I remember being warned a million times about how women with diabetes MUST PLAN PREGNANCY. And this is excellent advice. However, it made me so terrified of getting pregnant with a sub-perfect A1c. I learnt that fear is an absolute libido-killer. Even when pregnancy would have been welcomed, I was terrified to fall pregnant before I’d been given the green light by my endo.

…which for a while made me feel like there were more than just the two of us in the room trying to make a baby when we were…well…trying to make a baby.

My diabetes loomed overhead, and every moment, I was petrified of my BGL. I started pondering ridiculous things like ‘If I conceive right now and my BGL is not in range, what will that mean? Is it possible that my baby may not have eyelashes if that happens?’ Way to go being drawn out of the moment and into a weird space of imagining babies without eyelashes and how they would hate me forever and ever, and never be able to wear mascara.

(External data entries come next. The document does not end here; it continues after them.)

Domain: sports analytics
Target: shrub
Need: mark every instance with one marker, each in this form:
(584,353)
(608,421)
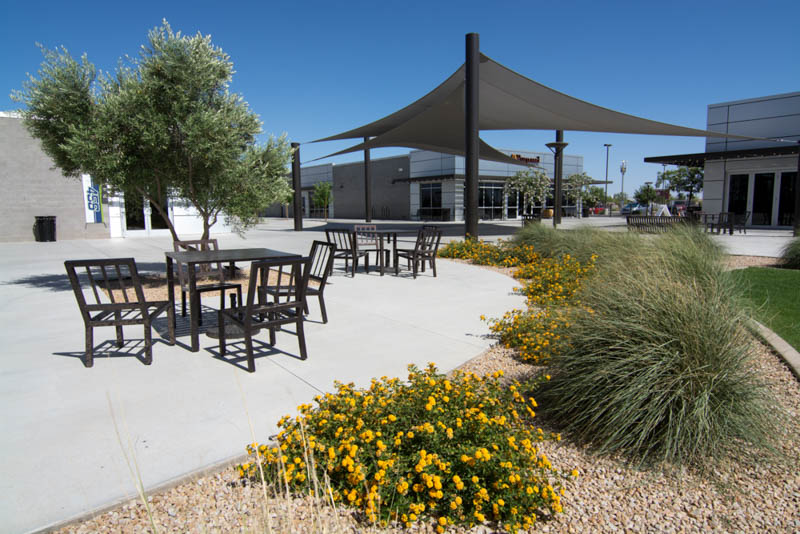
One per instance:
(790,256)
(581,243)
(457,451)
(659,365)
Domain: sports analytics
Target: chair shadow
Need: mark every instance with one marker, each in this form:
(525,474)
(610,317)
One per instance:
(60,282)
(108,349)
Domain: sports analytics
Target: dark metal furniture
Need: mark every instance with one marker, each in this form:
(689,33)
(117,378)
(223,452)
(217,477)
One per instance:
(320,266)
(425,249)
(259,314)
(193,258)
(346,250)
(215,272)
(123,303)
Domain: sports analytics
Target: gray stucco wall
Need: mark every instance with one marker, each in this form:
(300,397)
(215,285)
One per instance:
(32,187)
(389,200)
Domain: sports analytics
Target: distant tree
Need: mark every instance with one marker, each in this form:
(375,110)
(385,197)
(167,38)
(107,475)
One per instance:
(162,125)
(534,185)
(322,196)
(645,195)
(687,180)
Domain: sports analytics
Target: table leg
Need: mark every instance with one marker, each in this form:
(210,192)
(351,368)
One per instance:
(171,299)
(194,308)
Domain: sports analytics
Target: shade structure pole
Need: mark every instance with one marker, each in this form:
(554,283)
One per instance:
(796,231)
(471,136)
(367,186)
(298,203)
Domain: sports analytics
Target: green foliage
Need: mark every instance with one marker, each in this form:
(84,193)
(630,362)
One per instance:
(163,124)
(683,180)
(534,185)
(645,195)
(771,295)
(659,367)
(449,451)
(581,243)
(575,184)
(790,255)
(322,196)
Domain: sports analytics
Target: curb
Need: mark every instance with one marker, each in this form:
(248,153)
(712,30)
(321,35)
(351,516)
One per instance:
(785,351)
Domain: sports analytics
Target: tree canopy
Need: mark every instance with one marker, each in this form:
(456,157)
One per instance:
(164,124)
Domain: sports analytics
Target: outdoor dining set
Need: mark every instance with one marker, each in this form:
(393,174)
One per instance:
(110,292)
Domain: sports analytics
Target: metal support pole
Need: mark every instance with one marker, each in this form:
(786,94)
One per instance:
(471,136)
(367,186)
(558,200)
(605,200)
(298,203)
(796,231)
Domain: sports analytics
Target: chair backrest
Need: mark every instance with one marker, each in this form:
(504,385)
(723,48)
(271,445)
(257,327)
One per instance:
(295,268)
(366,236)
(197,245)
(341,238)
(321,262)
(112,281)
(428,240)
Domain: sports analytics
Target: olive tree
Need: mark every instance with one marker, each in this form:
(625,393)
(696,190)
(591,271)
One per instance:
(163,125)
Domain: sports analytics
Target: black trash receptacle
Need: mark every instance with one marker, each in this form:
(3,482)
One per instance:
(45,228)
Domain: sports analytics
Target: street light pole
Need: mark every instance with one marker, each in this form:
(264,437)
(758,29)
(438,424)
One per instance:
(605,200)
(622,168)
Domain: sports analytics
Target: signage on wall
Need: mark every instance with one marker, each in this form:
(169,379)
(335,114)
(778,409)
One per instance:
(525,159)
(92,200)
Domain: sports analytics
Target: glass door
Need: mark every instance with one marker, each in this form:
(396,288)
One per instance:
(763,191)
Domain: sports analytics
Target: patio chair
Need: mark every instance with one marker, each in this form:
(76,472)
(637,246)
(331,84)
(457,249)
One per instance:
(115,299)
(257,314)
(740,221)
(320,266)
(217,274)
(345,244)
(425,249)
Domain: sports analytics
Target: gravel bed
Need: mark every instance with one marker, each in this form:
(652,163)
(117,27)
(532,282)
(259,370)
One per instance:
(609,495)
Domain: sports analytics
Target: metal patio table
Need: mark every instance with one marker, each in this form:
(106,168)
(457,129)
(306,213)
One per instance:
(198,257)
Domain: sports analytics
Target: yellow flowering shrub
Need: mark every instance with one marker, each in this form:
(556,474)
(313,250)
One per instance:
(448,451)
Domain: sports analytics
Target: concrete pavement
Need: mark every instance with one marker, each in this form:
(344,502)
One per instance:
(70,433)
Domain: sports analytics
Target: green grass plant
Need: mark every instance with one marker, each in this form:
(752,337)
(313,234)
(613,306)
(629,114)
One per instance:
(658,364)
(773,295)
(790,256)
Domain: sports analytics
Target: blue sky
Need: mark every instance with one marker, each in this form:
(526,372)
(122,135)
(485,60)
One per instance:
(312,69)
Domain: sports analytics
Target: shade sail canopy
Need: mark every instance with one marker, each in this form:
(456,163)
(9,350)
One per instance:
(508,101)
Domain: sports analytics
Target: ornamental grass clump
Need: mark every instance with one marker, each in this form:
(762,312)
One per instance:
(444,451)
(658,365)
(790,256)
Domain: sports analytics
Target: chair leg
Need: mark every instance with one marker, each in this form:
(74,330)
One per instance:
(148,343)
(221,327)
(248,344)
(322,309)
(301,338)
(88,355)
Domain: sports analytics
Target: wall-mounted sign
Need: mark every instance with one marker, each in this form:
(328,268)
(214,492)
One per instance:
(92,200)
(524,159)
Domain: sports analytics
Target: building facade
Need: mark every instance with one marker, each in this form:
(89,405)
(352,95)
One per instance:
(756,178)
(422,185)
(83,208)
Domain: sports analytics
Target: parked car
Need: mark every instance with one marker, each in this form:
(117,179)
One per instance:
(633,208)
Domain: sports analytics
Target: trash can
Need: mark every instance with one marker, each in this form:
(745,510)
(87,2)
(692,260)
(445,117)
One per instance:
(45,228)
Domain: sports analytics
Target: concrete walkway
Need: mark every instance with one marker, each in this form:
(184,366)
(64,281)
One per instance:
(70,434)
(60,452)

So, who do you talk about if you want to have a chat about diabetes and sex? I have never ever been asked about my sexual health from any of my healthcare professionals. Of course there have been discussions about contraception and pregnancy planning and actually being pregnant. But no one has ever said ‘Does your diabetes in any way impact on how you feel about sex? Or do you think diabetes might impact on actually having sex?’

For the record, (and this is a personal bit), I did find that my attitude to sex changed after I was diagnosed. I am sure that was connected to how I felt about my body, so there was some psychological stuff I needed (and continue) to work through, but there was also a noticeable difference in actual function and how I felt. I couldn’t find any information about it, so naturally, thought it was just me.

Of course, it wasn’t. And as soon as I spoke to a group of women the same age as me who were all experiencing similar things, I felt heaps better. But it took me a long time to find those women and feel comfortable speaking about it (yay for prosecco!).

I don’t really have any answers in this, but I wanted to write to start a discussion. I know of many women who say that they believe diabetes has an impact on their sex life – both physically and emotionally. Also, I have come to understand that if it is an issue for one, it is usually an issue for many. Anything anyone want to share? Feel free to do so – anonymously if easier.

***LANGUAGE DIGRESSION

Erectile DYSFUNCTION? Can we please come up with a different term for this? Dysfunction sounds like failure – or at least like a penis has failed. It has not.